24/7 Behind the Tussle for the Texas Instrument Pt. 5 - Larry's Final Thought

How do you know when talk is no longer effective and the time to roll up one’s sleeves and politely ask someone to dance is in order? I am a peace loving man and have never been one to actively seek out violence, even when threatened. Part of it is fear. Part of it is just not wanting to be bothered with the fighting process. The punching of the faces, the scraping of the knees, and the bruising of the egos. It’s just not my cup of tea. The one thing I cannot tolerate however is injustice as I see it, and especially directed at me. Not privately and definitely not in any public arena like high school (population 3,000 plus on any given day). It was just a calculator after all. Had I been sliced in the throat, would it have been worth it then? Had I stabbed him and been arrested, as I most certainly would’ve been, then what? What set of principles are truly worth risking one’s life for? I don’t have children but I can’t imagine telling my kids to fight to the death for a calculator. I also can’t tell my kids not to stand up for themselves. I guess all I will be able to do is create an environment where they don’t feel like they don’t ever have any options or that they can’t come to me with issues. But why should I even wait for my unborn children to start creating that kind of environment?

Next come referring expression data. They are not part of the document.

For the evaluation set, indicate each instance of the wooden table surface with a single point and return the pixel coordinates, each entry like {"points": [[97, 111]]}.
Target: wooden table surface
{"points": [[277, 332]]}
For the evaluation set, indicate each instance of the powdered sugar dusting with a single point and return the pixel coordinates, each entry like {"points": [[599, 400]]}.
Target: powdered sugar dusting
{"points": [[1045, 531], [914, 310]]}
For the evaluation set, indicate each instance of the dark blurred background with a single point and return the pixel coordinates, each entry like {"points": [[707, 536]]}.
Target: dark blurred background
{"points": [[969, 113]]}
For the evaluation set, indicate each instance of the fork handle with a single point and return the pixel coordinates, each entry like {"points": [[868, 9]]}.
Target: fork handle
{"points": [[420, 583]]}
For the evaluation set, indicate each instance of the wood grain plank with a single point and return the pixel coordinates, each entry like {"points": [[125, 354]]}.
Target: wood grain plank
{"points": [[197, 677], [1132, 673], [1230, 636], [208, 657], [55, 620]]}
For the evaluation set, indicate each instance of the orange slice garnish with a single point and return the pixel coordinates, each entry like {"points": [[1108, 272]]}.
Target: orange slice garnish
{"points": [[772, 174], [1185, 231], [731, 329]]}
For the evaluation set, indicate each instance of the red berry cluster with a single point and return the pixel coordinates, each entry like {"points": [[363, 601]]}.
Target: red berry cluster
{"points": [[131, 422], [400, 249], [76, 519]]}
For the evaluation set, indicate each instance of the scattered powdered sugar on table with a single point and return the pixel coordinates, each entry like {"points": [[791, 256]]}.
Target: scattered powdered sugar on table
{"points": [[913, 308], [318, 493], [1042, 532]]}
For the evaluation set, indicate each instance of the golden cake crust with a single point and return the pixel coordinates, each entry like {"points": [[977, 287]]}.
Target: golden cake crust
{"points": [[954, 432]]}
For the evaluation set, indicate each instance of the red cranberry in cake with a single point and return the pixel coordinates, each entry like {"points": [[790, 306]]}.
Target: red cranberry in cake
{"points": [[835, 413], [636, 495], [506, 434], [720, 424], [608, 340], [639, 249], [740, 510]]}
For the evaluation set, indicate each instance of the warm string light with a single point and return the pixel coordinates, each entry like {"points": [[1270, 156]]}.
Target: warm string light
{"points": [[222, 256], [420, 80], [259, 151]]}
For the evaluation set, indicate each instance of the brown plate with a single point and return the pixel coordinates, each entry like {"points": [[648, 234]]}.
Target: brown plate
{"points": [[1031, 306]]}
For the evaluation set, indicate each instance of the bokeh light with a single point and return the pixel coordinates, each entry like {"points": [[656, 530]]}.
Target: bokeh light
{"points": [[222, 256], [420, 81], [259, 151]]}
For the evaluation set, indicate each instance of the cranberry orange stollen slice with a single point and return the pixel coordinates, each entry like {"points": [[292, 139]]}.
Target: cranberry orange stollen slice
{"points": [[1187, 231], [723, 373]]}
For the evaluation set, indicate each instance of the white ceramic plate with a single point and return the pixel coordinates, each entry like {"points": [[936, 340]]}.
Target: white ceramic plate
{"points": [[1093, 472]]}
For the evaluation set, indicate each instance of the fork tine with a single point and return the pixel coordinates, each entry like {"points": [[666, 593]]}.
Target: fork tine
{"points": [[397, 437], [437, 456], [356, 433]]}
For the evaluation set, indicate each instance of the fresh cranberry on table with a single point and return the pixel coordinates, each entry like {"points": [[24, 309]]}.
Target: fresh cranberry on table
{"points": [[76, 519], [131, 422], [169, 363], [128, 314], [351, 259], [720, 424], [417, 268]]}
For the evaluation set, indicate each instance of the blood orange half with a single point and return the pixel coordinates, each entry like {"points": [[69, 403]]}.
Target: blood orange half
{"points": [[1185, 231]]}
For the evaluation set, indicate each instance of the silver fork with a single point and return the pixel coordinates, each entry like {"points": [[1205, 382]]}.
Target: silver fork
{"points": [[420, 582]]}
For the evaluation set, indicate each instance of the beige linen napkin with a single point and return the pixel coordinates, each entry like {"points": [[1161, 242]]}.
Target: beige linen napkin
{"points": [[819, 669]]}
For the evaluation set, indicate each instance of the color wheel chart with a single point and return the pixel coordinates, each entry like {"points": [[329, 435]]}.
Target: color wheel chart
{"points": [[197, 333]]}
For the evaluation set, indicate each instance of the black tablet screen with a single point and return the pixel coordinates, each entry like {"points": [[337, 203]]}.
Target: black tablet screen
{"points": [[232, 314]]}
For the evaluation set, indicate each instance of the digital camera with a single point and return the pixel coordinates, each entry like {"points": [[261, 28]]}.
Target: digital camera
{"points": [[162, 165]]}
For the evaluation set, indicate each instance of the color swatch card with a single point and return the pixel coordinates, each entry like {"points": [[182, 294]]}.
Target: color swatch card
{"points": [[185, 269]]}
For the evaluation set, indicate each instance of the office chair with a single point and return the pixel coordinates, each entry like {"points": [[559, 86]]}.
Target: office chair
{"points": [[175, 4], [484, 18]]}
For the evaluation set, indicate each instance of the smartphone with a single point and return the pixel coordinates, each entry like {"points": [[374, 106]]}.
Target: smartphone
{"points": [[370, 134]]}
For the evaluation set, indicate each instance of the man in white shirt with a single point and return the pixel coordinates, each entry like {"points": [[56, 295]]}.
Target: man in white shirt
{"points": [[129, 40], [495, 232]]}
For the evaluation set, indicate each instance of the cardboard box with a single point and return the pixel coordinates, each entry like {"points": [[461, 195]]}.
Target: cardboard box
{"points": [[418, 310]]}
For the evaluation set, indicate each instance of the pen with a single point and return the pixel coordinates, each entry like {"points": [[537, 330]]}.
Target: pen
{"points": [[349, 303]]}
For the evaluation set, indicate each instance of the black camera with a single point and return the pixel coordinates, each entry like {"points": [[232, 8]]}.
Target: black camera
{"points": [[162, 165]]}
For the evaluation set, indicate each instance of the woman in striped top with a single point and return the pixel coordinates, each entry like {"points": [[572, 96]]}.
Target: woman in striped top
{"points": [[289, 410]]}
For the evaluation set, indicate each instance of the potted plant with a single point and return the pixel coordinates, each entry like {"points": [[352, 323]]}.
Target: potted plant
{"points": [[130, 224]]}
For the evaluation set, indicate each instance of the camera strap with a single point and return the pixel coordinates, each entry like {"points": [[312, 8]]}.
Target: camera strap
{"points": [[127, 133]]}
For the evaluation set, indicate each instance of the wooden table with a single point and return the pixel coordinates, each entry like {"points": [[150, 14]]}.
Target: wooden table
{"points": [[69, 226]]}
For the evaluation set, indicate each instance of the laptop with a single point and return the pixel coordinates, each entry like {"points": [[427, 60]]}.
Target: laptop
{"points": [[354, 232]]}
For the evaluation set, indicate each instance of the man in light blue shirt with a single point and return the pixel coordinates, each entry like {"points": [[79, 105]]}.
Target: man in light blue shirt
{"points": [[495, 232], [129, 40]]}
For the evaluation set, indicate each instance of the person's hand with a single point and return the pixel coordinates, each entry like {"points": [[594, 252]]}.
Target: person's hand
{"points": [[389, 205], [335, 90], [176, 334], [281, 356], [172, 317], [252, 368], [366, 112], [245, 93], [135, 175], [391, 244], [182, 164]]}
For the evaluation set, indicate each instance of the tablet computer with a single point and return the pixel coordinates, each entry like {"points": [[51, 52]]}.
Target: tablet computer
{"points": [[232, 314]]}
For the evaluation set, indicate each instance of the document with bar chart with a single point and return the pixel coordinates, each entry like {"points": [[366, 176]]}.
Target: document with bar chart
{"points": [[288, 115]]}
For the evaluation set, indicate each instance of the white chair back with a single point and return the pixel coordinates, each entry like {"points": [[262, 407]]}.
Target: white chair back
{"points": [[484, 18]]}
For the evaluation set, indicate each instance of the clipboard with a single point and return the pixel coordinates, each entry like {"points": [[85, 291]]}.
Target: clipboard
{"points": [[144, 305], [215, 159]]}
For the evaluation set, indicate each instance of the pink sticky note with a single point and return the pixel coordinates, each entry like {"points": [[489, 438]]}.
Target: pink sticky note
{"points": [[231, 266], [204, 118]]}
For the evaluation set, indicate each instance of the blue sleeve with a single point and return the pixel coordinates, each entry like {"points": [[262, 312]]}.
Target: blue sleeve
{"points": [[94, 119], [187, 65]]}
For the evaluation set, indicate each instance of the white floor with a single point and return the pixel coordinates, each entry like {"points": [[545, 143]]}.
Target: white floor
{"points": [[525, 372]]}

My tale is not extreme by any stretch of the imagination. It pales in comparison to many war stories from other’s who grew up in that era and who attended schools much much worse. I’m sure it pales in comparison to Palestinian, Haitian, or any other teenager’s plight growing up in first world countries with third world circumstances. I am not oblivious to the world around me but I do reside in a select part of that world for which I posses a territorial allegiance. Although I am quick to yell “Brooklyn, “Queens”, “NY”, and state my loyalties to any other slab of real estate I call home, I have yet to accept any social responsibility for that jurisdiction. Judging by the rash of recently publicized incidents in and around urban neighborhoods, I would say circumstances haven’t gotten much better than when I grew up. What is crazy to me is that random violence still takes place and that the value we place on our lives remain readily exchanged for material goods. What’s crazy to me is that some of us that have made it out, literally left and never looked back. We wanted to get as far away from that environment as possible and who can blame us? What’s crazy to me is that no one even considers that to be crazy anymore.

Sidebar; No one should have to evolve in the midst of chaos and certainly no one in their right mind would choose to remain in dire conditions after gaining the ability to select otherwise. Fearing for your safety constantly is not normal. It may be the norm, but it is not normal. Not realizing the after effects and attitudes towards yourself and community as a result of your upbringing is also not healthy however. When fear is your motivator, you learn to operate only under duress. If there is no strife, you will either manufacture it or cease to function with a heightened degree of effectiveness. For those of us that haven’t graduated to confidence as a primary catalyst for governance but have removed ourselves from harms way, there could be sense of emptiness in our accomplishments for they are no longer a matter of life or death. The thrill is gone so to speak. I wonder if we should put some of those fears to good use and concern ourselves with the well being of others? Who knows how many fights, deaths, jail sentences, and long-winded blogs could have been averted if there were more after school programs or mentorships in place? Sidebar complete.